Mengenai hal ini, Fakultas Hukum Universitas Pelita Harapan (FH UPH) melalui Program Studi Doktor Ilmu Hukum menyelenggarakan seminar bertajuk ‘Kajian Hukum dan Keekonomian Superholding Danantara’. Seminar ini membahas implikasi yuridis dan ekonomis dari pembentukan Danantara sebagai superholding yang mengonsolidasikan aset-aset strategis BUMN.
Kegiatan ini menghadirkan akademisi sekaligus praktisi hukum Guru Besar Hukum Bisnis Fakultas Hukum Universitas Gadjah Mada (FH UGM), Prof Nindyo Pramono dan Tito Sulistio selaku Anggota Badan Supervisi Otoritas Jasa Keuangan.
Konsep Danantara ini dipandang sebagai kebijakan strategis yang bertujuan meningkatkan daya saing BUMN. Tak saja comparative advantage, competitive advantage, tapi juga compact advantage.
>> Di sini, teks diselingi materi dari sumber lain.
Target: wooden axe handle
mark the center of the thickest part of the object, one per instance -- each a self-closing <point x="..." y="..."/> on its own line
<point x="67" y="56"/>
Dengan sistem manajemen keuangan yang lebih baik, diharapkan optimalisasi dividen dan investasi dapat tercapai, serta efisiensi dalam pendanaan investasi untuk pengembangan usaha.
Sejalan dengan arahan strategis presiden dalam pengelolaan aset negara, Tito Sulistio yang juga pernah menjadi Direktur Utama Bursa Efek Indonesia ini mengatakan presiden menegaskan komitmennya untuk mewujudkan kemakmuran rakyat dengan menghidupkan kembali amanat Pasal 33 Ayat 3 UUD 1945 dalam kebijakan pengelolaan aset dan kekayaan negara.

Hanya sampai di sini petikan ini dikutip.